Before the COVID-19 pandemic, Nigerian fintech companies discovered a simple yet effective customer acquisition strategy: offering foreign debit cards. These cards, often provided at little to no cost, enabled customers to withdraw money from ATMs and make purchases at various establishments. This approach boosted customer spending and increased transaction fees for fintechs.
However, the pandemic brought about changes that altered this dynamic. Restrictions on in-person shopping, cash shortages at ATMs, and a cash crunch in 2023 reduced reliance on card payments. Consequently, bank transfers gained popularity, prompting both fintech startups and traditional banks to reassess their card operations.
Today, nearly all Nigerian commercial banks, with the exception of Guaranty Trust Holding Company (GTCO), have embraced Verve, a card scheme operated by Nigerian payments unicorn Interswitch. First Bank, the country’s oldest bank, has issued Verve cards to over half of its card customers. Chinese-backed fintech OPay and Moniepoint have also joined the trend, issuing 13 million and 4 million Verve cards, respectively.

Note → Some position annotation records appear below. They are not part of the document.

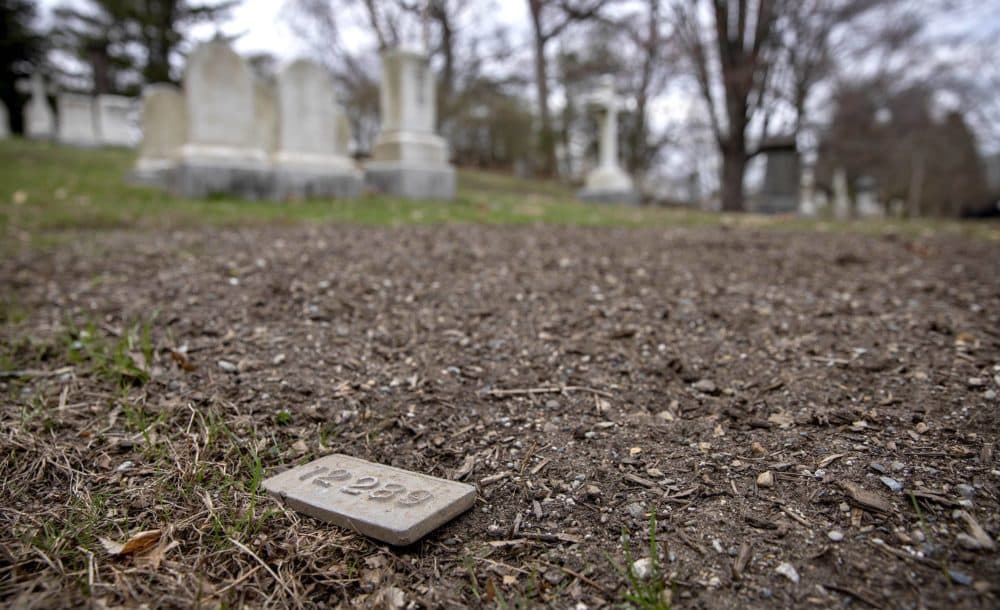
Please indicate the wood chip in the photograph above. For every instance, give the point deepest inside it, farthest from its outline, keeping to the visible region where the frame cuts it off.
(865, 498)
(742, 560)
(830, 459)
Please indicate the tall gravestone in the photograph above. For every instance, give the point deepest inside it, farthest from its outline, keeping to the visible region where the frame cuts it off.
(4, 122)
(222, 152)
(114, 120)
(782, 180)
(266, 114)
(409, 159)
(841, 195)
(163, 119)
(608, 182)
(39, 121)
(311, 160)
(77, 121)
(867, 198)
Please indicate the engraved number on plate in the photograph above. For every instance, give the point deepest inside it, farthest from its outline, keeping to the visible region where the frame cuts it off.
(362, 484)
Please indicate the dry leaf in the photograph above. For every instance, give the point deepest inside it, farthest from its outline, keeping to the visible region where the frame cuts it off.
(181, 360)
(135, 544)
(152, 558)
(782, 419)
(830, 459)
(865, 498)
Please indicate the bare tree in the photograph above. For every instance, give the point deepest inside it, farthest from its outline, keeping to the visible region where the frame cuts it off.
(732, 62)
(549, 19)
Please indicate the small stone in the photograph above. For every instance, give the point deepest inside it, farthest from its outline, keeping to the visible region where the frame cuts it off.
(966, 490)
(636, 509)
(891, 483)
(554, 576)
(706, 386)
(642, 568)
(960, 578)
(788, 571)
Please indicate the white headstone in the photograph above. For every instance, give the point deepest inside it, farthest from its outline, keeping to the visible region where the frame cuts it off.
(266, 110)
(608, 181)
(4, 122)
(39, 122)
(841, 196)
(115, 120)
(219, 91)
(390, 504)
(408, 158)
(311, 160)
(223, 152)
(77, 121)
(163, 120)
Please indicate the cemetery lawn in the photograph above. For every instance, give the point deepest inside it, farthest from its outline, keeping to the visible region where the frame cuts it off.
(50, 192)
(805, 419)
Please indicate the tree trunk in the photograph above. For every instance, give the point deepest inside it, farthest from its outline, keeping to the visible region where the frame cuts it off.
(546, 138)
(734, 162)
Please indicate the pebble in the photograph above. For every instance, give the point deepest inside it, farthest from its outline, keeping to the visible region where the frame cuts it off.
(706, 386)
(788, 571)
(966, 490)
(642, 568)
(960, 577)
(891, 483)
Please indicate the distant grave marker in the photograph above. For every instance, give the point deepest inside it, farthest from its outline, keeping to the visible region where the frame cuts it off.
(608, 182)
(386, 503)
(77, 124)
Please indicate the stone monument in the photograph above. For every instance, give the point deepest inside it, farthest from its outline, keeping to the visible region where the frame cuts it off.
(867, 198)
(408, 158)
(39, 122)
(4, 122)
(608, 182)
(222, 152)
(841, 196)
(265, 99)
(164, 129)
(311, 160)
(780, 192)
(77, 121)
(114, 120)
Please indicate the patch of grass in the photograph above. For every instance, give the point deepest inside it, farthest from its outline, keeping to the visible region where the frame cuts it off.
(648, 591)
(111, 358)
(47, 190)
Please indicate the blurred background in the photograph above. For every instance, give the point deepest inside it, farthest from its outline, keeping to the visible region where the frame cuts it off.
(900, 97)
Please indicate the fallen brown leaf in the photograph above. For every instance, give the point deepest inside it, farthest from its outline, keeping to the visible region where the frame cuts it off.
(137, 543)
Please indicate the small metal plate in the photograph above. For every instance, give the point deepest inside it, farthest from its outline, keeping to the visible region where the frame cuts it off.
(389, 504)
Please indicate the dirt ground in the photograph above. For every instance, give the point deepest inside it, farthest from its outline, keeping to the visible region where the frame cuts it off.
(760, 393)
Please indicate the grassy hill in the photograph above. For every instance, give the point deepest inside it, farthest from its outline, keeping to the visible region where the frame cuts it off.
(46, 188)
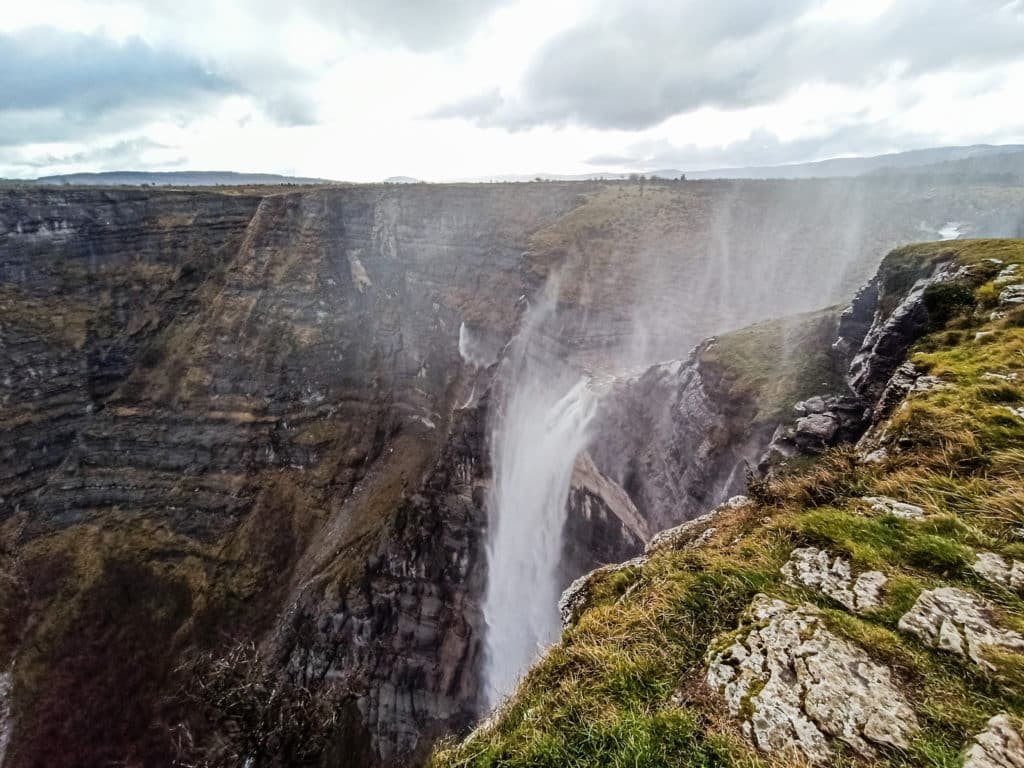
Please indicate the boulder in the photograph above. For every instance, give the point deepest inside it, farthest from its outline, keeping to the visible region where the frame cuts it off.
(885, 505)
(798, 686)
(576, 599)
(816, 431)
(816, 569)
(696, 531)
(961, 623)
(1012, 294)
(998, 570)
(999, 745)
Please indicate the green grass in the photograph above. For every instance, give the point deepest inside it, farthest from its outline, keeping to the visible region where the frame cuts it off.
(624, 686)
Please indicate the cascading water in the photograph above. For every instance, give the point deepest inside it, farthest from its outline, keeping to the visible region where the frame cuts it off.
(536, 439)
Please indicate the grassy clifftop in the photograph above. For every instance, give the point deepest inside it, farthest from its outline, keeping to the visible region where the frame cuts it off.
(629, 683)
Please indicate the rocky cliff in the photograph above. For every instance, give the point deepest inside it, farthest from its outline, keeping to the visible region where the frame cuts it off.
(242, 417)
(859, 606)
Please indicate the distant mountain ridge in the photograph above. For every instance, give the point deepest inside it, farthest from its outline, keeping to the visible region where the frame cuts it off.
(838, 167)
(177, 178)
(971, 159)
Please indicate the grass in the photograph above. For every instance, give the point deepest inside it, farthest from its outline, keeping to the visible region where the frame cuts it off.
(624, 686)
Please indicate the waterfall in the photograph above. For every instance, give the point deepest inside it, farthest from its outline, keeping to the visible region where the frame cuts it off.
(541, 429)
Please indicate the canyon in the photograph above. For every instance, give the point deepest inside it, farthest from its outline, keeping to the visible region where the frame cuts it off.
(275, 418)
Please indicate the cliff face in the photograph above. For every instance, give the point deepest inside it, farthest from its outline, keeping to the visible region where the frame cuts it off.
(861, 606)
(258, 417)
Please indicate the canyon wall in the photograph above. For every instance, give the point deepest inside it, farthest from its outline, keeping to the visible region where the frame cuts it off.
(249, 417)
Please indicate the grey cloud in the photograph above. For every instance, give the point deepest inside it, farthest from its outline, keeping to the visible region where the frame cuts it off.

The naira’s devaluation has made switching from international card schemes more appealing, as their fees are charged in USD. Visa and Mastercard’s pricing structures are complex, with varying fees based on factors such as institution size and region. Financial institutions must also meet stringent requirements, including monthly implementation charges, offshore account maintenance, annual contract renewals, and substantial collateral deposits.
These complexities have driven the popularity of local alternatives like Verve and Afrigo, despite significant investments from Mastercard and Visa in Africa’s fintech industry. The decision to switch to local card schemes is also influenced by customer spending patterns, which predominantly involve local transactions rather than international purchases.

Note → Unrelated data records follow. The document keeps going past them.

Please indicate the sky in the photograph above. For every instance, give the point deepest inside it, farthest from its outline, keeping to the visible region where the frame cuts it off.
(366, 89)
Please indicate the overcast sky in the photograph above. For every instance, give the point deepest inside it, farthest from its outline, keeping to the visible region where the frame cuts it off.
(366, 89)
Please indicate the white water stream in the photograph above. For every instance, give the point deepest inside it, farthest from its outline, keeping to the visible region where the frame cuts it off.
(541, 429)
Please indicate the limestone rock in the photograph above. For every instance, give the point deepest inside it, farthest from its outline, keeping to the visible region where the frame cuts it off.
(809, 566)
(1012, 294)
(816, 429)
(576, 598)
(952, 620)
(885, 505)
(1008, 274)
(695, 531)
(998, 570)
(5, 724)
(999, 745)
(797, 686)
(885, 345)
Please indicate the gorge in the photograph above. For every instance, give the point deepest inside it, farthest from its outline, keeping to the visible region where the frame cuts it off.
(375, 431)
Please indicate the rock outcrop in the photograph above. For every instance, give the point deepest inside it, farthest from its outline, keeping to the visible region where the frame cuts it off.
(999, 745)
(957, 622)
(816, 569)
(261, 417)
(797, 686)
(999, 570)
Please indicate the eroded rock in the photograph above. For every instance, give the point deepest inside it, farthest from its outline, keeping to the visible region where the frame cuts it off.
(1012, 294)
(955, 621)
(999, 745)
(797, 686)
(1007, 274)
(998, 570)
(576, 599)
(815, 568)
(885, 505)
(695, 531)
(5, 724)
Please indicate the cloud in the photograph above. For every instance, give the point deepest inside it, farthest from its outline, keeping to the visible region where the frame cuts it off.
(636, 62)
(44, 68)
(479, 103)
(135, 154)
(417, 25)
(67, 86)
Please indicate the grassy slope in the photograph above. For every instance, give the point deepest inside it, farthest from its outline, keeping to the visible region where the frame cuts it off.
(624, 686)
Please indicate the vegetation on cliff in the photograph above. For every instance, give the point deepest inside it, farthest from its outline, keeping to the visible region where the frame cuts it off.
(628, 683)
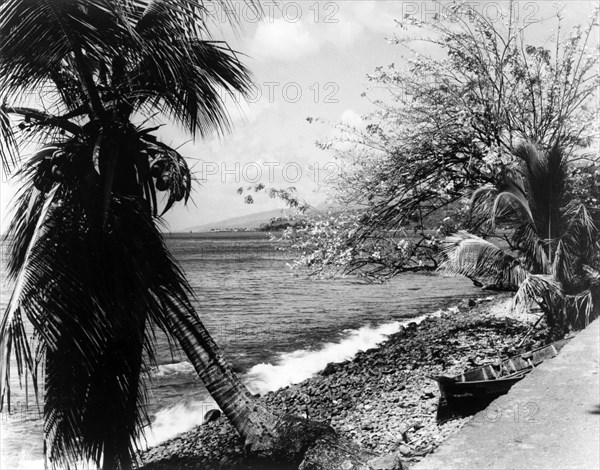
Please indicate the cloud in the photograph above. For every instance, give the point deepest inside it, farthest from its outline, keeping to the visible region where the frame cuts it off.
(284, 41)
(351, 118)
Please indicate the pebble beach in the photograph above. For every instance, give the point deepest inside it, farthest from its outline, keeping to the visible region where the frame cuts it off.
(384, 398)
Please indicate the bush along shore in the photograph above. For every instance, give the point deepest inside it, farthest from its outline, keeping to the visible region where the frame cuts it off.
(384, 399)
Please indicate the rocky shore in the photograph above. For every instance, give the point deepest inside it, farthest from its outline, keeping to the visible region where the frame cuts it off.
(384, 399)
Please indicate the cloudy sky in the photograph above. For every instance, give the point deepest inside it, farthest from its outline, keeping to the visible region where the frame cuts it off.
(309, 59)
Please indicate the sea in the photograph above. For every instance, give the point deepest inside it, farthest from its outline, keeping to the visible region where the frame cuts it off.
(276, 326)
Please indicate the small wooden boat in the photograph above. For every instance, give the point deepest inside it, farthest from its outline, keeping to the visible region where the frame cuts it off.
(480, 386)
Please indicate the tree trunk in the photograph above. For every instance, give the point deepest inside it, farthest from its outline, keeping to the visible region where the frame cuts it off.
(254, 423)
(293, 442)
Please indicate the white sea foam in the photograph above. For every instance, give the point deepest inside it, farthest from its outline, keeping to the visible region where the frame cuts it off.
(166, 370)
(296, 366)
(289, 368)
(177, 419)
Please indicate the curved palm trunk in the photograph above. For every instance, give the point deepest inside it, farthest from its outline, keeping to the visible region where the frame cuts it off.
(255, 423)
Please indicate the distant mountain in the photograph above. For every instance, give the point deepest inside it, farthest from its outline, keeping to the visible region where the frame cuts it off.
(250, 221)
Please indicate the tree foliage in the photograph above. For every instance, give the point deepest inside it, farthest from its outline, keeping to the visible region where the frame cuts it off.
(450, 124)
(79, 81)
(550, 247)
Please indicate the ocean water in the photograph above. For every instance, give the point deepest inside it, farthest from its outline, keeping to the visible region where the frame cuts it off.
(275, 326)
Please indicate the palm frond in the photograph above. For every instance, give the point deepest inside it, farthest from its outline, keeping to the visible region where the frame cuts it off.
(541, 289)
(474, 257)
(188, 81)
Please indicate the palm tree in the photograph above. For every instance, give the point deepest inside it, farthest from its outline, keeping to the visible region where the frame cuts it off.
(553, 239)
(91, 272)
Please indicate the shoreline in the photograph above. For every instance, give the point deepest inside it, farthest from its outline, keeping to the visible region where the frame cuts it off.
(383, 398)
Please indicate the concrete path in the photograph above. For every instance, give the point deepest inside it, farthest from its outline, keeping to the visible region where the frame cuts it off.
(549, 420)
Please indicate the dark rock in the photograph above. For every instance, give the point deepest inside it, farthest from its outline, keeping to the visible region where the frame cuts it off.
(211, 415)
(386, 462)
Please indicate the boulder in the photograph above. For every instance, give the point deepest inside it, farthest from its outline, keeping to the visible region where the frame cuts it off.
(386, 462)
(211, 415)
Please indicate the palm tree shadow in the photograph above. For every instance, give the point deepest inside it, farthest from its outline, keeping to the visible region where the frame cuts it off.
(595, 410)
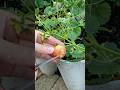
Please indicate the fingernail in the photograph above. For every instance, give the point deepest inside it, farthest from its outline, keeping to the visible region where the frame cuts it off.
(50, 50)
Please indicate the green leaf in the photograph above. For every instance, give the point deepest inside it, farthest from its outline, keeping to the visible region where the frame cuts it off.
(73, 34)
(97, 14)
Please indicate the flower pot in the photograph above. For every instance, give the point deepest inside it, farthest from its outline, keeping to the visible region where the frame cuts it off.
(73, 74)
(48, 69)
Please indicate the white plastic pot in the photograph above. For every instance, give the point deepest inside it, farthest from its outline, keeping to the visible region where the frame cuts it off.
(48, 69)
(73, 74)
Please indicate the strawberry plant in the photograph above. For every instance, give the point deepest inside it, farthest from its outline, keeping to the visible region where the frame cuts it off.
(102, 51)
(65, 20)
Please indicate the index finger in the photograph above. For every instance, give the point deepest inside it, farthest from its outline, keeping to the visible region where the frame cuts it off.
(51, 40)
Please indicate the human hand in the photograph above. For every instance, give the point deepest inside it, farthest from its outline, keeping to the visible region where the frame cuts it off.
(46, 48)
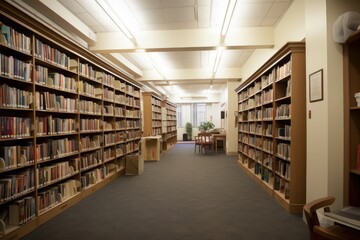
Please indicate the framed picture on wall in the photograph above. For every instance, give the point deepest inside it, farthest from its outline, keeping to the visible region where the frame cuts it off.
(316, 86)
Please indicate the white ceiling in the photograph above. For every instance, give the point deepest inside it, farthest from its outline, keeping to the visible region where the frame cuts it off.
(179, 37)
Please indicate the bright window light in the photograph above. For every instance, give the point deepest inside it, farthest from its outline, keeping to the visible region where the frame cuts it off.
(105, 7)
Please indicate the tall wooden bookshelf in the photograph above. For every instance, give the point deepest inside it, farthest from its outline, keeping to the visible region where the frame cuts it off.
(152, 114)
(169, 125)
(351, 120)
(272, 120)
(68, 121)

Nigeria’s current cost of living crisis has further impacted customer spending, leading to a decrease in interchange fees. This presents a challenge for fintechs that rely on high transaction volumes to break even with card operations. The Central Bank of Nigeria’s launch of Afrigo, a local card scheme, has been positioned as a cost-saving measure for banks.
The rise of online transfer payments has prompted fintechs to develop products facilitating bank transfers. Paystack, owned by Stripe, has launched pay-by-transfer products in response to the growing preference for this payment method. Bank transfers offer better margins compared to card payments due to the elimination of multiple processors involved in card transactions.
Card operations require significant scale to become profitable, considering factors such as logistics, manufacturing, technology, regulatory costs, and fraud risks. While international card schemes have considered collecting fees in naira, years of foreign exchange restrictions and limits on global payments have made alternatives like virtual cards popular.
As long as cards function at stores, restaurants, and POS terminals, many customers may remain indifferent to the switch. The changing landscape of card payments in Nigeria reflects broader shifts in consumer behavior and economic conditions, highlighting the adaptability of the financial sector in response to evolving market dynamics.